James vit clairement ses parents échanger un regard avant d'accepter son absence. Il n'aimait pas leur mentir mais il préférait mourir plutôt que de révéler le secret de Remus. Il partit rapidement pour aller prévenir les Maraudeurs qu'il serait définitivement de la partie.
- Il mentait, déclara Flearmont à sa femme.
- Je sais. Mais ça semblait si important. S'il nous ment, c'est qu'il n'a pas eu le choix. Je le connais.
"Remus,
Comment vas-tu pour la dernière fois ? Tu m'as dit dans ta dernière lettre que tu pensais avoir trouvé un bon endroit pour les révisions, qu'en est-il ? Pour ma part, je serai là. Sais-tu si Peter et Sirius seront là aussi ? Je m'inquiète vraiment.

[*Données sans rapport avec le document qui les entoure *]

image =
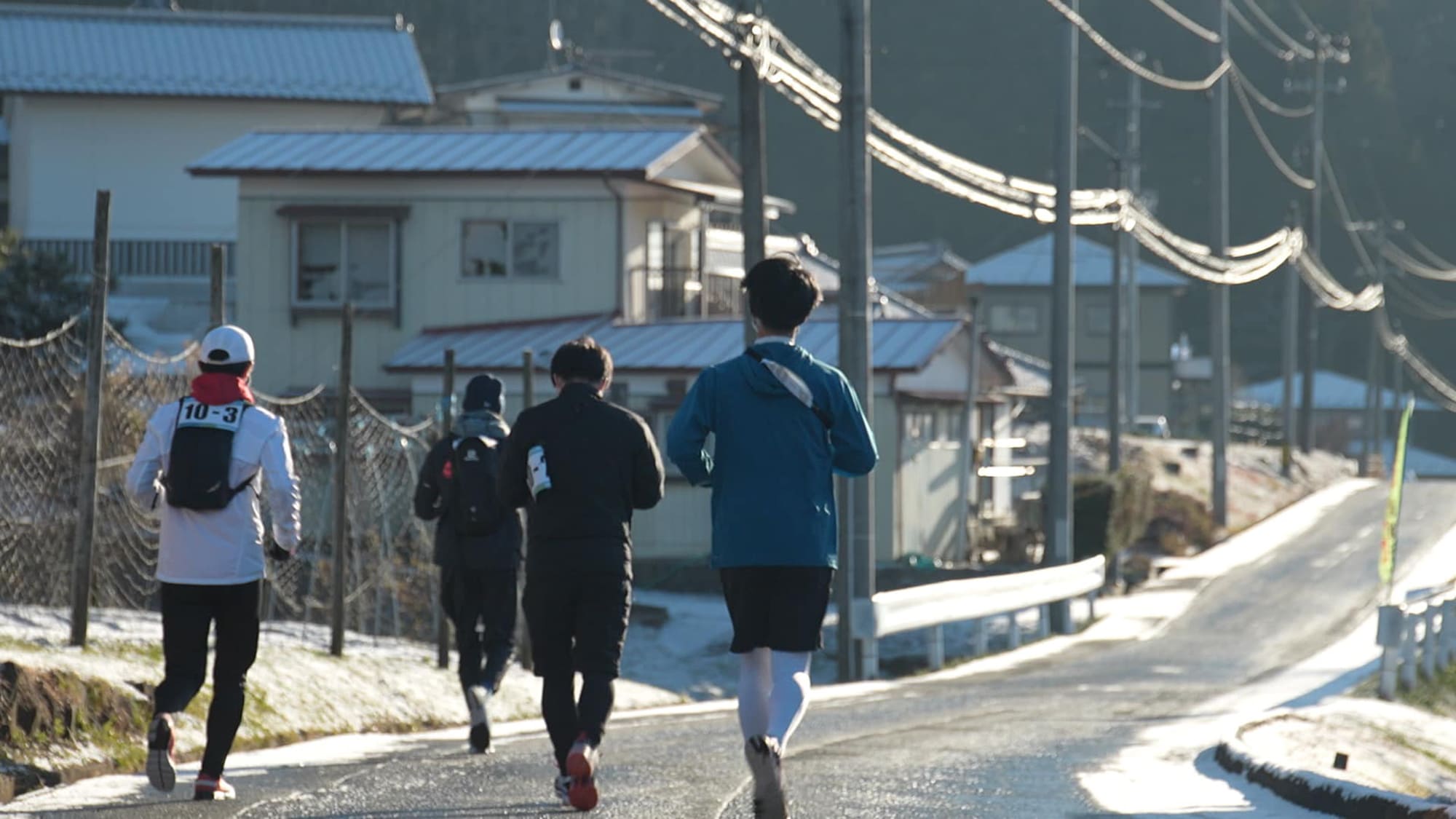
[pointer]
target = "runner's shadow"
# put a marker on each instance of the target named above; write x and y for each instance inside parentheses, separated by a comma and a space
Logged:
(523, 809)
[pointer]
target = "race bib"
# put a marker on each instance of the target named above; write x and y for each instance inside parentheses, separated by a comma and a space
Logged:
(223, 417)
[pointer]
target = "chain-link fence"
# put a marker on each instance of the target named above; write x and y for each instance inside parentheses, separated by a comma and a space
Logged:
(391, 582)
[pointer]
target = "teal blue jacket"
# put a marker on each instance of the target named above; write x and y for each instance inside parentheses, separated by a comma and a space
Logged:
(772, 461)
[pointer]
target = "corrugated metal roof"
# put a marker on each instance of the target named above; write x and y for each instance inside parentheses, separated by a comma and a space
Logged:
(440, 151)
(161, 53)
(617, 108)
(1030, 266)
(899, 344)
(899, 261)
(1333, 391)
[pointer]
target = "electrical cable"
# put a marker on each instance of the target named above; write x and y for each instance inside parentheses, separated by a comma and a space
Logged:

N'oublie pas de me donner l'adresse.
James"
A côté de la lettre de James se tenait celle de Peter qui indiquait, elle aussi, qu'il serait bien là pour la pleine lune. Comme depuis le début de l'été, Sirius n'avait pas donné de nouvelles et Remus se trouvait partagé. D'un côté, bien sûr, il s'inquiétait à en mourir. Sirius leur avait raconté nombre de choses sur ses parents et, malheureusement, il n'avait jamais eu besoin de mentir ou de forcer le trait pour que ses histoires deviennent effrayantes ou malaisantes. Pour ce que Remus en savait, Sirius aurait tout aussi bien pu passer son début d'été accroché par les pieds dans les cachots d'un manoir familial. D'un autre côté, Remus se disait que Sirius n'avait rien à faire avec eux et surtout avec lui. Qu'irait faire un héritier Black au fin fond de la campagne adjacente à Cardiff ? Aller voir son meilleur-ami loup-garou ? Il ne fallait pas rêver, Remus ne méritait pas autant.
Sirius bénissait l'été et ses couchers de Soleil tardifs. Lorsque ses parents lui rendirent sa baguette, bien malgré eux, il ne faisait pas encore nuit. Comme d'habitude, ils feraient un transplanage d'escorte mais, cette fois, Sirius était bien décidé à y échapper. La fenêtre de tir serait bien étroite mais il se devait de l'atteindre.
- Tenez-vous bien à moi.
Dans un sourire presque machiavélique, Sirius attendit que son père compte et lâcha son bras au moment propice. Il se dépêcha de transplaner lui-même avant que ses parents ne viennent le rechercher par la peau des fesses et atterrit dans une forêt qu'il ne connaissait pas mais qu'il avait déjà vue en photo.
- Sirius ?
Ils étaient déjà trois lorsque James, Remus et Peter entendirent le son caractéristique de quelqu'un qui vient d'arriver en transplanant. Sirius n'était arrivé que depuis quelques secondes à peine lorsque James déboula pour le prendre dans ses bras.
- Qu'est-ce qu'il t'est arrivé ?
Après quelques accolades, ils s'assirent tous dans l'herbe. La lune ne tarderait pas à apparaître mais, en attendant, ils pouvaient toujours tenter d'en savoir plus sur la situation de Sirius. Au fur et à mesure de son récit, Remus pensa qu'avec ses histoires de cachots, il n'était finalement pas si loin de la vérité et, comme les deux autres, il remarqua à quel point leur ami avait maigri.
- Je ne pourrai peut-être pas être là à la prochaine pleine lune du coup… Je suis désolé.
Et c'est à cet instant que Remus comprit à quel point Sirius tenait à lui. Pour être là, il avait accepté d'être puni jusqu'à la rentrée prochaine, lui qui vivait pourtant pour être libre.